La 11e Conférence régionale africaine sur l’assurance inclusive (CRAAI) se tiendra se tiendra du 25 au 27 mars 2026 à Lomé. Pendant trois jours, cette rencontre réunira régulateurs, assureurs, fintechs et institutions financières africaines. Ils échangeront sur les moyens d’élargir l’accès à l’assurance pour les populations à faibles revenus et les acteurs du secteur informel.
L’événement ambitionne de dépasser le cadre des discussions traditionnelles pour proposer des solutions concrètes face à un constat largement partagé dans les milieux financiers : le marché classique de l’assurance reste encore inaccessible pour une grande partie des populations africaines, notamment les ménages à faibles revenus et les acteurs du secteur informel.
L’assurance inclusive, un levier de résilience
Pour les organisateurs, l’assurance inclusive doit désormais être considérée comme un droit à la résilience et non comme un simple mécanisme d’aide. L’objectif est de protéger les populations vulnérables contre les chocs économiques ou climatiques et de sécuriser les revenus des petites activités économiques.
« L’assurance inclusive n’est pas une charité », souligne la documentation de la conférence, qui met en avant la nécessité de bâtir des mécanismes durables capables de soutenir le développement économique.
La rencontre réunira plusieurs acteurs clés du secteur, notamment des régulateurs, des assureurs traditionnels, des fintechs ainsi que des institutions régionales comme la Conférence Interafricaine des Marchés d’Assurances.
Le Togo veut consolider sa position de hub financier
Le choix de Lomé pour accueillir cette conférence n’est pas fortuit. Le Togo s’est progressivement imposé comme un pôle financier dynamique en Afrique de l’Ouest. Les autorités mettent notamment en avant un taux d’utilisation des services financiers de 87,1 % en 2023 dans la zone UEMOA, un indicateur révélateur des efforts engagés en matière d’inclusion financière.
En accueillant la CRAAI 2026, le pays entend renforcer son image de plateforme de dialogue sur les politiques économiques et financières du continent.
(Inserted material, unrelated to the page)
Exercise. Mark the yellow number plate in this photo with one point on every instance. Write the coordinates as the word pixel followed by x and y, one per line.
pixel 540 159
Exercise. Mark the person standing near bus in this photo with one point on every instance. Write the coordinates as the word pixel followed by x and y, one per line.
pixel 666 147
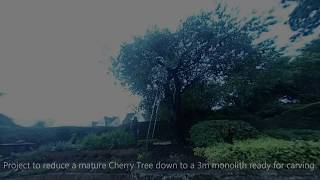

Technologie, agriculture et régulation au cœur des débats
Pendant trois jours de travaux, les discussions porteront sur plusieurs thématiques majeures du secteur. La technologie occupera une place centrale, notamment autour de la transformation numérique de l’assurance et de l’utilisation de l’intelligence artificielle dans la relation client.
Les participants s’interrogeront également sur la gestion des données et la confiance dans un contexte où les plateformes digitales deviennent des intermédiaires essentiels entre assureurs et clients.
L’agriculture, secteur stratégique pour l’Afrique, fera aussi l’objet d’une attention particulière. Une session dédiée explorera les mécanismes permettant d’intégrer l’assurance agricole dans les politiques nationales, afin de protéger les producteurs contre les risques climatiques.
Vers des solutions concrètes
La question de la régulation sera également abordée à travers une analyse comparative des cadres juridiques africains, notamment celui de la CIMA. Les discussions porteront enfin sur l’assurance santé et les nouveaux services comme la télémédecine.
Au-delà des panels et conférences, les organisateurs souhaitent aboutir à des feuilles de route concrètes et à de nouveaux partenariats entre assureurs, banques et institutions de microfinance.
Pour les promoteurs de la rencontre, l’enjeu est clair : transformer ces échanges en solutions tangibles pour des millions d’Africains encore exclus des systèmes de protection financière. La réussite de la conférence se mesurera ainsi aux initiatives et aux politiques publiques qui verront le jour après la clôture des travaux.